Amava poder correr pelas ruas, mas seus pés vertiam água em suas Havaianas tornando-as escorregadias, elas não paravam em seus pés! Mas corria mesmo assim. De rua em rua, de esquina em esquina. Quando não estava correndo, estava saltitando. Tentavam lhe pôr os tênis, mas não suportava o calor em seus pés. Preferia dia sim e dia não chorar para toda a vizinhança ouvir ao ter seus joelhos limpos e medicados com o Merthiolate fatal. Esse era o castigo para crianças teimosas dos anos 80.
Às vezes sozinha, às vezes com as amigas. Ia ao bar do vô Manoel tomar Gini ou somente para dizer oi. Ia à benzedeira, porque sempre achava que tinha alguma coisa. Passava na dona Iolanda para ver o Louro. Andava e encontrava feitiços nas esquinas. Muitos precisavam pagar o aluguel e saciar a fome. Tinha medo, fazia o sinal da cruz e continuava correndo, mas tinha curiosidade, quem estava lá na esquina? No entardecer, tinha que voltar para casa.
Quando não saía de tarde, chegava a noitinha e era consumida por uma vontade desesperada de dar uma voltinha. Percorria alguns cruzeiros até cheirar o feitiço da Dama da Noite e ter seu estômago revirado. Era hora de voltar!
Nas correrias da tarde, algo sempre poderia acontecer. Não era ainda a tal kombi dos palhaços, isso só viria nos anos 90. Nos anos 80 era algo bem mais real e horripilante! Corria e corria com a Sandra e a Diene, mas de repente, a Deja virava a esquina justamente quando se estava virando-a, e era perna para quem te queria, mas não sem antes resbalar, cair e lanhar os joelhos, às vezes, perder tampões de pele no asfalto quente. Era tanto desespero.
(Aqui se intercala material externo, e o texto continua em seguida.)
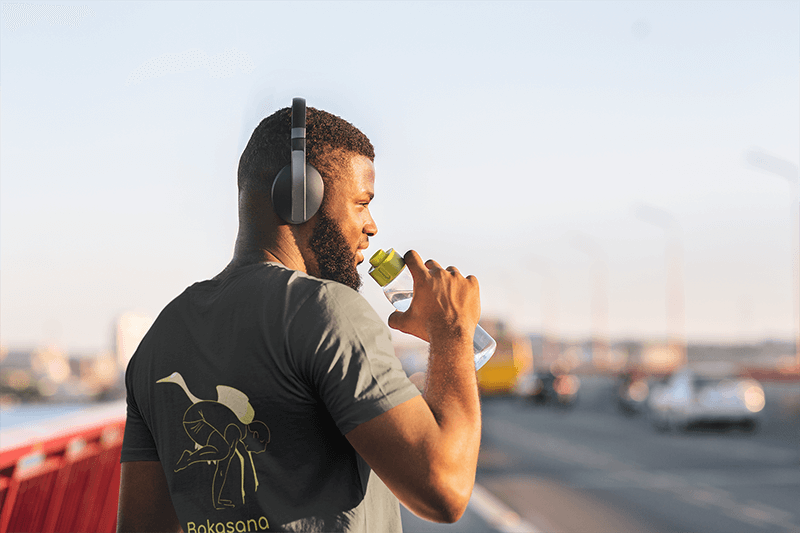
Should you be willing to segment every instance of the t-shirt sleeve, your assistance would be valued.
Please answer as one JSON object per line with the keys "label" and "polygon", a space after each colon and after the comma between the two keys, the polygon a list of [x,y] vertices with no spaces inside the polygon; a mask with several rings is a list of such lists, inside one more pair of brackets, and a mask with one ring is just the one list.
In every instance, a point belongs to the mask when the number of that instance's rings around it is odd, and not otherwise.
{"label": "t-shirt sleeve", "polygon": [[[133,362],[132,360],[131,363]],[[131,379],[134,372],[135,366],[131,364],[125,373],[128,416],[125,420],[125,434],[122,441],[120,462],[158,461],[158,450],[153,440],[153,434],[150,432],[150,428],[147,427],[144,418],[142,418],[142,413],[136,403]]]}
{"label": "t-shirt sleeve", "polygon": [[389,328],[356,291],[325,283],[288,328],[292,357],[344,435],[418,396]]}

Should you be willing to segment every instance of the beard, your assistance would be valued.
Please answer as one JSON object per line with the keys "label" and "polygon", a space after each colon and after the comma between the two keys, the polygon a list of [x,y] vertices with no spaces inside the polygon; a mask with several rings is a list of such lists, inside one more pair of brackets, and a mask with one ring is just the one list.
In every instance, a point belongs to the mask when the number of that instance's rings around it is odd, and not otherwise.
{"label": "beard", "polygon": [[339,224],[328,216],[325,206],[319,211],[309,246],[317,260],[320,278],[337,281],[356,291],[361,288],[356,253],[344,238]]}

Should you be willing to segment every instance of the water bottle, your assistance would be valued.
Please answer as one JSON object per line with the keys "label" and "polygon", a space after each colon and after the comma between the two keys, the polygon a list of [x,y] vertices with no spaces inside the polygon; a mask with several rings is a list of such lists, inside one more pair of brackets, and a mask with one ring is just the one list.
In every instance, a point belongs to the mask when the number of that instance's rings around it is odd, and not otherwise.
{"label": "water bottle", "polygon": [[[386,252],[378,250],[370,257],[369,264],[369,275],[383,287],[383,293],[395,309],[406,311],[414,295],[414,279],[400,254],[391,248]],[[497,343],[479,325],[475,327],[472,348],[475,350],[475,370],[478,370],[494,355]]]}

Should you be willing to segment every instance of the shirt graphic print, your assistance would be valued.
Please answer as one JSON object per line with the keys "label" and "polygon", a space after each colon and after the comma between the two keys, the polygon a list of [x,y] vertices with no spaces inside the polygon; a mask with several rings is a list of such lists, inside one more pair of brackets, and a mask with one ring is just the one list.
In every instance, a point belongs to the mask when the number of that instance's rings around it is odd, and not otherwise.
{"label": "shirt graphic print", "polygon": [[[180,386],[191,405],[183,414],[183,429],[194,443],[182,450],[174,466],[176,473],[186,468],[214,467],[211,483],[211,500],[214,509],[223,510],[244,504],[248,492],[258,490],[253,456],[264,452],[270,439],[267,425],[254,420],[255,411],[246,394],[217,385],[216,400],[201,400],[191,393],[178,372],[159,379],[156,383],[174,383]],[[197,466],[195,466],[197,465]],[[254,483],[246,486],[245,467],[253,472]],[[227,486],[228,473],[238,467],[241,475],[239,487]]]}

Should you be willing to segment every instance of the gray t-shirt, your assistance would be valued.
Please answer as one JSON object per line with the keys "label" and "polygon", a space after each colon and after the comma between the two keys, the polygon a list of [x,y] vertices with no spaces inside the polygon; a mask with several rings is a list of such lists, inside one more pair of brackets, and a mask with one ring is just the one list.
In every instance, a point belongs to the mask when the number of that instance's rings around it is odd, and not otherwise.
{"label": "gray t-shirt", "polygon": [[161,461],[185,533],[401,531],[344,435],[419,391],[349,287],[275,263],[196,283],[125,379],[122,461]]}

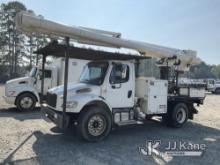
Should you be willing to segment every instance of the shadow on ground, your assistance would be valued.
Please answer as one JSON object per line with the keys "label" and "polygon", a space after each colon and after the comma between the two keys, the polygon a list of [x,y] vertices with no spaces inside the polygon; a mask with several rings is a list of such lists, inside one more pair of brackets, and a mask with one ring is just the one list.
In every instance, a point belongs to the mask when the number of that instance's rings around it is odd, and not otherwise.
{"label": "shadow on ground", "polygon": [[[52,131],[57,131],[53,128]],[[44,134],[33,132],[36,137],[33,150],[36,157],[18,160],[15,164],[220,164],[220,132],[193,122],[184,128],[172,129],[159,122],[149,121],[145,125],[133,125],[113,130],[110,136],[99,143],[87,143],[76,137],[75,128],[65,134]],[[17,149],[28,141],[28,137]],[[161,149],[168,141],[204,143],[207,149],[202,157],[156,157],[140,154],[139,147],[145,147],[146,140],[162,140]],[[5,163],[11,162],[12,152]]]}
{"label": "shadow on ground", "polygon": [[16,120],[33,120],[42,118],[40,113],[40,107],[35,108],[32,111],[19,111],[16,107],[11,108],[2,108],[0,109],[0,118],[3,117],[12,117]]}

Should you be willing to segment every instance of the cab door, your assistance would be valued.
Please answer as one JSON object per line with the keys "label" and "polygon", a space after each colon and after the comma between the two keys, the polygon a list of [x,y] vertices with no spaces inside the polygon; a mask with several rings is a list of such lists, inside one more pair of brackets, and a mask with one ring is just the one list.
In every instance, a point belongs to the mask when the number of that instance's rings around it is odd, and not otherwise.
{"label": "cab door", "polygon": [[[41,81],[42,81],[42,70],[38,71],[37,76],[37,91],[41,93]],[[44,70],[44,95],[47,93],[48,89],[52,87],[52,71],[50,69]]]}
{"label": "cab door", "polygon": [[134,106],[133,68],[129,63],[113,63],[107,82],[106,100],[112,108]]}

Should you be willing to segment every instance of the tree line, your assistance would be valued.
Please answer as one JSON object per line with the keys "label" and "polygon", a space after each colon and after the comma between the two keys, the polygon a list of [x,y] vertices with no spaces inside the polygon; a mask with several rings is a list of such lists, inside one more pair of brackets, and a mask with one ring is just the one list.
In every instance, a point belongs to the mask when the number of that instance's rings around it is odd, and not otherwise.
{"label": "tree line", "polygon": [[[46,45],[49,39],[44,35],[28,36],[16,29],[14,20],[16,13],[22,10],[34,13],[33,10],[27,9],[24,4],[17,1],[0,5],[0,82],[4,82],[24,75],[25,71],[37,65],[40,57],[33,54],[33,51]],[[151,67],[151,72],[152,69]],[[153,72],[159,73],[155,68]],[[194,79],[220,79],[220,65],[202,62],[192,66],[187,75],[188,78]]]}
{"label": "tree line", "polygon": [[40,57],[33,54],[38,47],[47,44],[44,35],[28,36],[19,32],[15,25],[15,15],[29,10],[24,4],[13,1],[1,3],[0,9],[0,81],[18,77],[36,65]]}

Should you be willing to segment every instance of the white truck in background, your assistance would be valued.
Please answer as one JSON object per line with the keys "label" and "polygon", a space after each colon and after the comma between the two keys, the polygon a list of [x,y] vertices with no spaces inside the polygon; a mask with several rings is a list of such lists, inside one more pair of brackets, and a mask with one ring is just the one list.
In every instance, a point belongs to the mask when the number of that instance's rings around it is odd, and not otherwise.
{"label": "white truck in background", "polygon": [[[77,82],[87,60],[69,60],[69,82]],[[33,110],[36,103],[46,95],[48,89],[63,84],[64,79],[64,59],[54,59],[45,66],[44,71],[44,93],[41,93],[41,65],[35,66],[26,77],[12,79],[5,84],[5,102],[14,104],[21,111]]]}

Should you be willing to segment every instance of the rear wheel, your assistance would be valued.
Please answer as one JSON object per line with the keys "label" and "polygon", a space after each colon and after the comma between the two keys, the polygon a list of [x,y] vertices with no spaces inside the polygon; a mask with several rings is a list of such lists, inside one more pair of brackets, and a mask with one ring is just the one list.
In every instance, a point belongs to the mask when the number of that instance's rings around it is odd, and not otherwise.
{"label": "rear wheel", "polygon": [[16,106],[20,111],[33,110],[36,105],[36,98],[31,93],[24,93],[18,96]]}
{"label": "rear wheel", "polygon": [[89,107],[79,116],[77,132],[89,142],[101,141],[111,131],[111,115],[100,107]]}
{"label": "rear wheel", "polygon": [[188,107],[184,103],[176,104],[166,115],[163,120],[168,126],[180,128],[188,120]]}

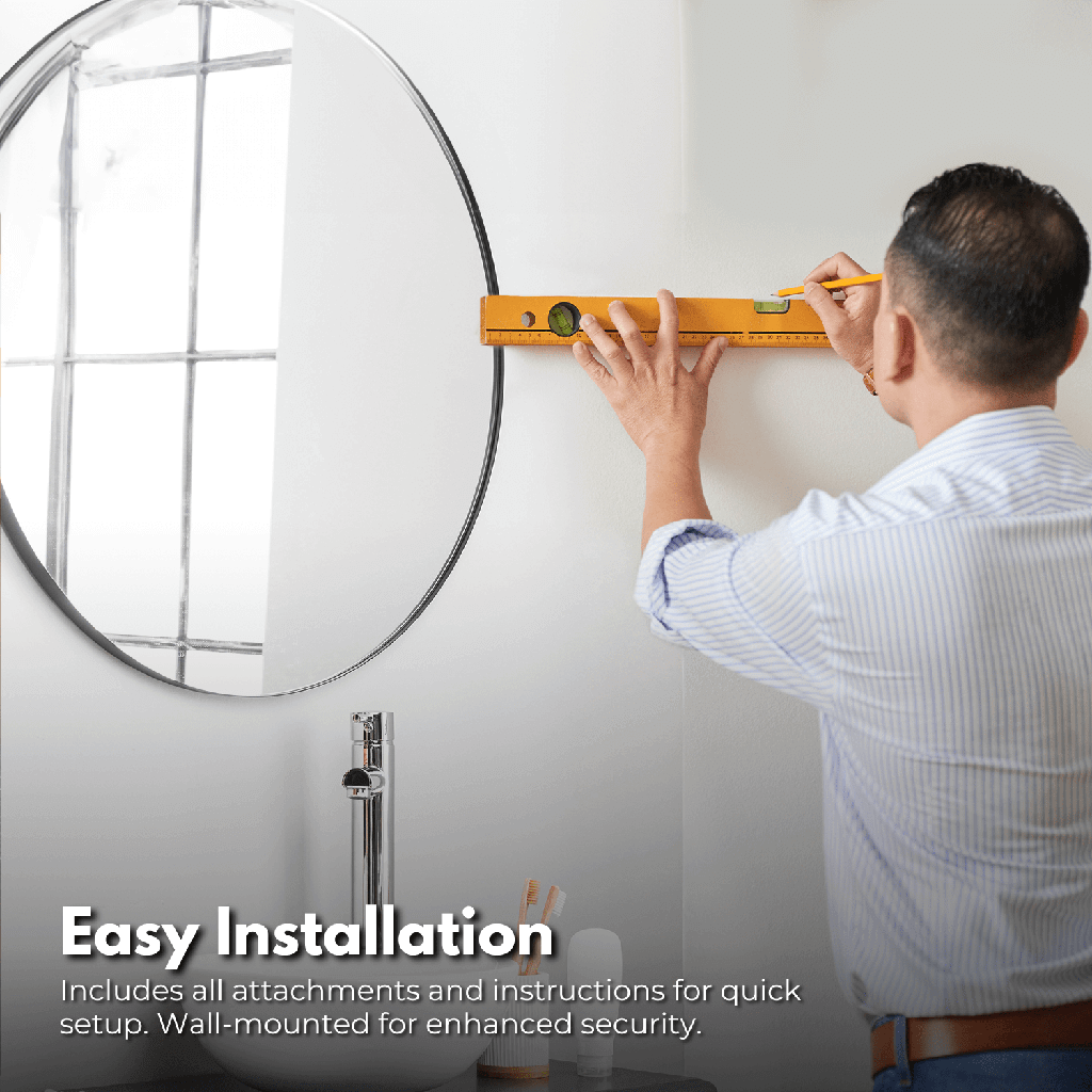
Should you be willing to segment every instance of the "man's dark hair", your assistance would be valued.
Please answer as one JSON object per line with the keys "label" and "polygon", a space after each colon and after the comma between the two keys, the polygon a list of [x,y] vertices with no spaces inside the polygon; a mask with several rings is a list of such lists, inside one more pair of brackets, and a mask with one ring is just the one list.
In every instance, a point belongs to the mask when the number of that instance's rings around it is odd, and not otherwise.
{"label": "man's dark hair", "polygon": [[1036,390],[1065,367],[1089,281],[1068,202],[1014,167],[946,170],[906,202],[888,292],[952,378]]}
Desesperos que ficaram gravados na pele.
Sua imagem me é tão nítida ainda hoje, mais de trinta anos depois!
Senhora mal cuidada, andava com um vestido azinzentado até os joelhos e sobre a cabeça a sua trouxa. O que trazia nela? Seriam roupas ou comidas? Há quem dizia que era um amontoado de lixo apenas. Tinha jeito de bruxa. Mas era apenas uma mulher abandonada à própria sorte na cidade grande. Quem a teria trazido para cá? Será que lá na Bahia, ela tinha família? Terá se apaixonado por alguém que lhe prometeu o mundo e que, depois, a abandonara? Ou viera sozinha viver um sonho? Retirante e sozinha no meio do caos preconceituoso de São Paulo, estava grávida. Não sabia nenhuma letra, nem sabia contar. Não tinha boa aparência e não conseguiu nenhum emprego. Dormia sob as marquises. Comia o que lhe davam. Mas estava sempre à procura dela. Sua filha.
Toda menina era sua filha perdida no tempo, entregue àquelas que queriam ajudar a criança que vinha ao mundo sem pai e sem paradeiro. No ônibus ainda, Dejanira caiu em si, chorou e desceu. Tentou voltar ao hospital e mudar de ideia, mas já era tarde, a criança já tinha sido encaminhada a outra família. Nunca se perdoou, então andou e andou por todas as ruas à procura dela. Calculava o tempo, e ao encontrar meninas da idade, queria para ela, pois era sua filha perdida. Só não bulia com a filha do guarda, não queria apanhar ainda mais! Tomava cachaça para esquecer. Para driblar a fome. Para disfarçar suas cicatrizes. Para não estar sozinha.
Foi que uma noite, homens a sequestraram. Ela e mais alguns mendigos sob a marquise da Arapuã. Seu fim foi ser fragmentada para salvar vidas ricas. Mas, na infinita misericórdia divina, Deja fora acolhida e bem cuidada. Agora, recebe banquetes nas esquinas, ajuda as mães a encontrarem seus filhos perdidos e seus filhos a suas mães. Encontra nos caminhos os desencontrados, remenda-lhes a alma e os põe de volta em seus caminhos.
Parece que ainda a vejo quando dobro as esquinas, quando percorro os cruzeiros. Com seu vestido, sua trouxa e sua garrafa de pinga. Ela sempre estará lá. Onde quer que eu vá.